In the Calgary Sun Kenneth Green of the Fraser Institute writes that Canada’s carbon tax is not by the textbook. For one thing, revenue neutrality is a political not an economic criterion; economists want the money from carbon taxes used to reduce other, inefficient taxes like corporate or personal, not handed out to pacify voters. Second, “economic theory calls for carbon taxes to replace regulation, not be layered on top of regulation.” And third, you need either international coordination or taxes and rebates at the border to punish carbon-intensive imports and rebate exports to nations without them. Canada’s carbon tax, it seems, was designed by people who don’t understand economics. How odd.
Public debate on any number of issues divides into warring camps as hostile to nuance as to one another, it seems. And too often politicians as well as zealots are just as ill-informed as they sound. But when, for instance, we’re told Nobel Prize-winning economists support a carbon tax like the one the Trudeau Liberals devised, it matters that they don’t.
As McGill economist William Watson recently noted, the idea that carbon taxes should be paid by corporations is also not supported by William Nordhaus, the Nobel Prize winner most often associated with carbon taxes.
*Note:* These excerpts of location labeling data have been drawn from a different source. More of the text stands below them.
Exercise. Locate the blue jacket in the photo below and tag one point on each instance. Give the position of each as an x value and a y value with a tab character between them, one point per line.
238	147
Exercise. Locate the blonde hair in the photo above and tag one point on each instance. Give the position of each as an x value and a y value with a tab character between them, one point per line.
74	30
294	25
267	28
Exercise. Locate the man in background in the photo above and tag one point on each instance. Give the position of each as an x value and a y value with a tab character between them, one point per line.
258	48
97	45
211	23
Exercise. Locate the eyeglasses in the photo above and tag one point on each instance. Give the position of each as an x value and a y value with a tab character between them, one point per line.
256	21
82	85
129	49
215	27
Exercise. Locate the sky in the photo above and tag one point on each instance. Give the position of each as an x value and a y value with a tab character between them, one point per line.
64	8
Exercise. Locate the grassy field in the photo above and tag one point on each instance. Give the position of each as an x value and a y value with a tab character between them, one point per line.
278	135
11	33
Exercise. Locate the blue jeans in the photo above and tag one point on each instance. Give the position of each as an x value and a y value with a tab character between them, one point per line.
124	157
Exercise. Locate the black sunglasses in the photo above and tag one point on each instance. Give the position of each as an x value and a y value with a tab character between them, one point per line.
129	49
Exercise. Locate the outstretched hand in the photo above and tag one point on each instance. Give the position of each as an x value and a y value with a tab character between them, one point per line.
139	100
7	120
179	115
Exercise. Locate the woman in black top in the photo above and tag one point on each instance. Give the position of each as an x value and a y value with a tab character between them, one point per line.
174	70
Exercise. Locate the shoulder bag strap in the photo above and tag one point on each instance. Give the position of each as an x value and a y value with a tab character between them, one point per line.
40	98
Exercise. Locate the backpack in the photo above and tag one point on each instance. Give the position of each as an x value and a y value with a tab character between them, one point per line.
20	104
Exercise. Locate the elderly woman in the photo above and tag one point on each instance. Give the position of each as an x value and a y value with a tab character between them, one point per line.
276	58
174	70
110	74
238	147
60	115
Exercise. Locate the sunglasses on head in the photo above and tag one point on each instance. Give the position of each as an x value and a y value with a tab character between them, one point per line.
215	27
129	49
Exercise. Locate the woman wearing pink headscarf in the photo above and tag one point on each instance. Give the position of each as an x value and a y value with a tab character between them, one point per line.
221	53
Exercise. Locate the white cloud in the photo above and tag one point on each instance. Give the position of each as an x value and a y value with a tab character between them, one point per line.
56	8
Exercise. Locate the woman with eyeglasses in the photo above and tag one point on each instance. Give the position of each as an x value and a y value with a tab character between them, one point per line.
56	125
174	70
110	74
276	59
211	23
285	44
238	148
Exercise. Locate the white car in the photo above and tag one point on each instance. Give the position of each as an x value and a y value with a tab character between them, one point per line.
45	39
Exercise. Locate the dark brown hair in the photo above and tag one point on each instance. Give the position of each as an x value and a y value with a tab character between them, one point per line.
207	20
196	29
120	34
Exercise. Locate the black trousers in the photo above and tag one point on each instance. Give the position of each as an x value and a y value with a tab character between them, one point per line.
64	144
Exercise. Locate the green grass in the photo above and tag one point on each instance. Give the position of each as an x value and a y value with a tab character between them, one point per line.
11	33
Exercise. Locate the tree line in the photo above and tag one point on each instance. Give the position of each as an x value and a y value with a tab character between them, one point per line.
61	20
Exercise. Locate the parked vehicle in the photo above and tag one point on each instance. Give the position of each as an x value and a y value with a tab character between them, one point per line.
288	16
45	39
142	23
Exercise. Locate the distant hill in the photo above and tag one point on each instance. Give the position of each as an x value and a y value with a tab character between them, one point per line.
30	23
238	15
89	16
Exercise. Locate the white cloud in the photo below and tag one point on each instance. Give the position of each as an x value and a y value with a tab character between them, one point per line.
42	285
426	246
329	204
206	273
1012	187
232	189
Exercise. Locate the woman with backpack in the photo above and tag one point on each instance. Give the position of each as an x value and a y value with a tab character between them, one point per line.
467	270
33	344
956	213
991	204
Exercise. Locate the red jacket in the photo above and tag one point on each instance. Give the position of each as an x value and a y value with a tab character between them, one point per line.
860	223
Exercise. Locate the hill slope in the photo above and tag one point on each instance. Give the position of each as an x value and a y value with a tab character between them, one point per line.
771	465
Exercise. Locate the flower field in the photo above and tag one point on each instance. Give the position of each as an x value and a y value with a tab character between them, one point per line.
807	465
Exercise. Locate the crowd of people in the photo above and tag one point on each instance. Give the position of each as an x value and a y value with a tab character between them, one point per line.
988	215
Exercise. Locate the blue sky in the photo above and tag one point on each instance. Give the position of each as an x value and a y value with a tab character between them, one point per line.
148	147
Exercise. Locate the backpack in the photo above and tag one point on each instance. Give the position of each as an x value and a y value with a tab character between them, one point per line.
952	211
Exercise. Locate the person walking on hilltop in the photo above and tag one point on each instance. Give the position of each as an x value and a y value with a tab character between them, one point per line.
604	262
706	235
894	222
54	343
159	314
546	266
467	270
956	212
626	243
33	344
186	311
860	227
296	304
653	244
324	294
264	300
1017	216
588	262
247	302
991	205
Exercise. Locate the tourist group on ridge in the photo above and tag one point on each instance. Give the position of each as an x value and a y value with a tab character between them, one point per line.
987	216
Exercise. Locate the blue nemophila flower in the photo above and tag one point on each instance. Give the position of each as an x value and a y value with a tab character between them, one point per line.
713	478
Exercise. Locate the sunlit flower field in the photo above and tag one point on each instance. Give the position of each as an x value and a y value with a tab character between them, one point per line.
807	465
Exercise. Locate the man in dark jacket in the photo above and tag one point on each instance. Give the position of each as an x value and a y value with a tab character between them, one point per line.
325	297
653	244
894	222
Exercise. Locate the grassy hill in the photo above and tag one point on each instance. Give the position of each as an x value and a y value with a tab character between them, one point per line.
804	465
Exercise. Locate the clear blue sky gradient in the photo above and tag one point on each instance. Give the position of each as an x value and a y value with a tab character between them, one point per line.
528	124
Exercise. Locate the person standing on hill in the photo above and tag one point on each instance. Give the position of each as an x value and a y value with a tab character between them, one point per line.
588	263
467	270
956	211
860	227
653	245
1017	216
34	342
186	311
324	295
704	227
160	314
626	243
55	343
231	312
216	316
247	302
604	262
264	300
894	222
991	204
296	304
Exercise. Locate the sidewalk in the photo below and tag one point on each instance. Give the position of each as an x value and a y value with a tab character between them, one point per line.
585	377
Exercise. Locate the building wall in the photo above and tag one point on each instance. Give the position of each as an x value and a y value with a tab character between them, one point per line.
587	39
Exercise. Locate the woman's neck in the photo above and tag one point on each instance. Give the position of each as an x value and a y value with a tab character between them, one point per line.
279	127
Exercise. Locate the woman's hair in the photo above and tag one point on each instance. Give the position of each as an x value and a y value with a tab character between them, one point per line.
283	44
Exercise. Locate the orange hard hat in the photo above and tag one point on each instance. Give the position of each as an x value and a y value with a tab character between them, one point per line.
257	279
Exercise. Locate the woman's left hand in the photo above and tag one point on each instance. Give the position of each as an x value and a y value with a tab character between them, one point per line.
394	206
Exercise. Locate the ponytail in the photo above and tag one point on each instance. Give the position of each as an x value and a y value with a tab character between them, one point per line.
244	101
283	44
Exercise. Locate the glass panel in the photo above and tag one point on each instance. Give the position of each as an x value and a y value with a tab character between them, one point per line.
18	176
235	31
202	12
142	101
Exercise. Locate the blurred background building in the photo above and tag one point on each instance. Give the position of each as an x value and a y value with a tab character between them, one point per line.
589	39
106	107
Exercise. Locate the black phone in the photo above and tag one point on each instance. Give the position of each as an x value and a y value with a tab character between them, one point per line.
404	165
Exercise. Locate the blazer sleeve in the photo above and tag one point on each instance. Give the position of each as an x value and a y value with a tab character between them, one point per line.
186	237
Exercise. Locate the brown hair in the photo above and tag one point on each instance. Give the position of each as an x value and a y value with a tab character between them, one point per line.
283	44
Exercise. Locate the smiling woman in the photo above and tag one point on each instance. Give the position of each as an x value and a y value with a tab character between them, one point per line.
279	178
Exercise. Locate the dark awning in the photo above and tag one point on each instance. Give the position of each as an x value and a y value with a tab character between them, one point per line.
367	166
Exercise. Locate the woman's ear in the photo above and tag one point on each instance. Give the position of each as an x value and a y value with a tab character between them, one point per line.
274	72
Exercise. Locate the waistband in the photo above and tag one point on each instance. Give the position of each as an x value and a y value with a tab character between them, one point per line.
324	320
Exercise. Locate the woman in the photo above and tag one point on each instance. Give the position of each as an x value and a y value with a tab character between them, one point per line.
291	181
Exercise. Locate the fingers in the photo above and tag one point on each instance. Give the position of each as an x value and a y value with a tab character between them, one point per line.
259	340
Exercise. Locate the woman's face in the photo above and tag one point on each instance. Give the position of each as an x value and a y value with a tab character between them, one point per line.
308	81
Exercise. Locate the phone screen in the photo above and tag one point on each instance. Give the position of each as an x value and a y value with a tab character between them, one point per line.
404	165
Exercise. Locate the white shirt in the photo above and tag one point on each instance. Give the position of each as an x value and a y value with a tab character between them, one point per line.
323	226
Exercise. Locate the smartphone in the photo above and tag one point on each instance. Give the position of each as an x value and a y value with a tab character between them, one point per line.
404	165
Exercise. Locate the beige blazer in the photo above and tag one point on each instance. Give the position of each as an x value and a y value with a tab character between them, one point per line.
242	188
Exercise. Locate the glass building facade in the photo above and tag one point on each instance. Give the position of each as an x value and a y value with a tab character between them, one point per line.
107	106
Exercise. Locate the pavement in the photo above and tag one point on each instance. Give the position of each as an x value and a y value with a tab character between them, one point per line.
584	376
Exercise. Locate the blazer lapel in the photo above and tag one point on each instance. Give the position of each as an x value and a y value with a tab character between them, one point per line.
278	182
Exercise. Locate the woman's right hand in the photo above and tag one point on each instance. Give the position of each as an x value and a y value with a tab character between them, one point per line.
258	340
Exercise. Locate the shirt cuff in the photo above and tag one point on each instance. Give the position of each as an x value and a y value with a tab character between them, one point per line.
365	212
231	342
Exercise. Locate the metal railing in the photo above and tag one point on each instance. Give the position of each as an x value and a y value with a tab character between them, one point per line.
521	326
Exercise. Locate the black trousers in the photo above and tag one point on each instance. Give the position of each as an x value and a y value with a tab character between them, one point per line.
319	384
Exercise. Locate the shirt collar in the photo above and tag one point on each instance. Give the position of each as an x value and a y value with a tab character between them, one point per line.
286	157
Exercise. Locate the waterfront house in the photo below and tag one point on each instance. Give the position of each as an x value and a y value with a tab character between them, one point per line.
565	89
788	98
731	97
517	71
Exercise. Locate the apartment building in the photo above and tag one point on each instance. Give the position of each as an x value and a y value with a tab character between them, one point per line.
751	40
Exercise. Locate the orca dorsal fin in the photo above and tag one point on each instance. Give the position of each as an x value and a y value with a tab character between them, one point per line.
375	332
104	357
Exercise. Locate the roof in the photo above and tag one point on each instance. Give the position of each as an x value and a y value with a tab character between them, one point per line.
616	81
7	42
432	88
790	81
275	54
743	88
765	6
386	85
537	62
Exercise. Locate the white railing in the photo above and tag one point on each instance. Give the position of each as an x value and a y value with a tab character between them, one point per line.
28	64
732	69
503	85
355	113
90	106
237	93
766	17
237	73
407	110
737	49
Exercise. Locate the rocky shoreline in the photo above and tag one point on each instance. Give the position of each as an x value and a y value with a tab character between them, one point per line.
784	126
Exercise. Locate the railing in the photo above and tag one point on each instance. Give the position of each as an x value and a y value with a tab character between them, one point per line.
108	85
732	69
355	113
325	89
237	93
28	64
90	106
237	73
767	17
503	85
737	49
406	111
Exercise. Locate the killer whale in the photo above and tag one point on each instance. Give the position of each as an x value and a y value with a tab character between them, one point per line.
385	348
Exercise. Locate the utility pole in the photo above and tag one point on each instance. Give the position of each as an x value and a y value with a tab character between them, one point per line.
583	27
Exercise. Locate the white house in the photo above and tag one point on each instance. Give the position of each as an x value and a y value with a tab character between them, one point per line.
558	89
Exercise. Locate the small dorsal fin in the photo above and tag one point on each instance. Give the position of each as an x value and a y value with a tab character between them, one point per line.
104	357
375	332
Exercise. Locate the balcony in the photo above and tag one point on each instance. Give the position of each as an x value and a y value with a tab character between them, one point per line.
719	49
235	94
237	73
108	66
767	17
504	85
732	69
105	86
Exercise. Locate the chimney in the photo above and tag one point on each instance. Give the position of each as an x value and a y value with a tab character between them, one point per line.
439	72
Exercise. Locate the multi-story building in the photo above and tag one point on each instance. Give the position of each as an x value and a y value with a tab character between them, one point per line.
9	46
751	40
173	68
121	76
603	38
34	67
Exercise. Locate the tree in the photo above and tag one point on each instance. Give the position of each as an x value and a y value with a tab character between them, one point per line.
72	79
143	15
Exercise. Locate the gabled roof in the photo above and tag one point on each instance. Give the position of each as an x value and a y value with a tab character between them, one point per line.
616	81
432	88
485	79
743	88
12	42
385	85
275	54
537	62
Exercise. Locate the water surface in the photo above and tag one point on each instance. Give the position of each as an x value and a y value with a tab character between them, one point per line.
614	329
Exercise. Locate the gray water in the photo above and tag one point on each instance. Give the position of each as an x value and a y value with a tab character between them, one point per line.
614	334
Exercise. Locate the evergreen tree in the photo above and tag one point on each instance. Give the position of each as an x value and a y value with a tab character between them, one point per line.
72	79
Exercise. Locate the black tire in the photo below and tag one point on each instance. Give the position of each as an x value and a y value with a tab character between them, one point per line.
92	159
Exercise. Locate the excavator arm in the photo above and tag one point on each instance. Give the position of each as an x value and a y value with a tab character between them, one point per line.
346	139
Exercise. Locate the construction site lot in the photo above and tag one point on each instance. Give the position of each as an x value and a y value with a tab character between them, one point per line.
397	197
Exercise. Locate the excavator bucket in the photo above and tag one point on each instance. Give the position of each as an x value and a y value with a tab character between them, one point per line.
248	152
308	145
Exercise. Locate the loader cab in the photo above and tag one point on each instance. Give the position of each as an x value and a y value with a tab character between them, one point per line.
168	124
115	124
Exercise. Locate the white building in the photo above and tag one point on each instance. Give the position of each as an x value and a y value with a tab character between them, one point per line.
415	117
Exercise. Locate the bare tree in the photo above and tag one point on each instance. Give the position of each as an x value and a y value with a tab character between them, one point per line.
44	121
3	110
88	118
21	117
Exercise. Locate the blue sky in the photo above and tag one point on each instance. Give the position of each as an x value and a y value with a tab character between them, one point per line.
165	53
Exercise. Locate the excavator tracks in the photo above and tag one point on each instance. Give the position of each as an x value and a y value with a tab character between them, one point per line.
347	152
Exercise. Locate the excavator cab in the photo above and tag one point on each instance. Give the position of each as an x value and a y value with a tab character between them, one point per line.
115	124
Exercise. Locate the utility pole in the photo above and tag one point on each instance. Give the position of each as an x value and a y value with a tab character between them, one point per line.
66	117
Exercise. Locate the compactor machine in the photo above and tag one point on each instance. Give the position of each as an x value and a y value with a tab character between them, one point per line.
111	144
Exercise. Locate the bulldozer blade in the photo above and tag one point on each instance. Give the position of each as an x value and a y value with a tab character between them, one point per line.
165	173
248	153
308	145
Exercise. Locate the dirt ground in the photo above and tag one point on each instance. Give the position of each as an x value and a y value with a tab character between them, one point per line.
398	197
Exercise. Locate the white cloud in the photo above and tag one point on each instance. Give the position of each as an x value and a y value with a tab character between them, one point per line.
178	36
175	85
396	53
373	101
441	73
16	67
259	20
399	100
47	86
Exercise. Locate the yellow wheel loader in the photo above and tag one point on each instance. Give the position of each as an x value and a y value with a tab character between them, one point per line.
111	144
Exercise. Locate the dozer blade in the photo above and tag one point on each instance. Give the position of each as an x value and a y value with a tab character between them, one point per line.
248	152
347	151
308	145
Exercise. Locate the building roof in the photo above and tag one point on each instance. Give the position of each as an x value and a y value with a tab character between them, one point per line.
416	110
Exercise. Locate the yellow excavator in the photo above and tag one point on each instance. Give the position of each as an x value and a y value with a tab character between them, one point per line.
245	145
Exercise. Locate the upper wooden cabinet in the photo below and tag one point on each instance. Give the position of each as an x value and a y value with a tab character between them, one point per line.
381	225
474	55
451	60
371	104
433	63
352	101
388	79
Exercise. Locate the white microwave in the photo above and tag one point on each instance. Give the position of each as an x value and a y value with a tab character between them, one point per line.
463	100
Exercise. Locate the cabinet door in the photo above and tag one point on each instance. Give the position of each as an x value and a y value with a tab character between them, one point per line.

It is the users who will pay if the tax is effective.
If you think we need to stop GHG emissions, or cut them sharply, to save the planet, our civilization or the polar bears, you ought to care a lot more about designing the tax properly than about winning a short-term PR battle. So do your homework about what the economists actually say, then come back and discuss it in a calm tone of voice.
"Canada’s carbon tax, it seems, was designed by people who don’t understand economics. How odd."
Yeah, well, it is also opposed by people who don't understand economics - namely, Andrew Scheer and Doug Ford. If conservative politicians understood economics, they would attack the Liberal plan based on its economics; but they don't. The carbon tax succeeds because the opposition are too stupid and cowardly to criticize it in an intelligent, competent manner.
We saw this story before, with agricultural marketing boards during the NAFTA negotiations. The opposition is too stupid to win.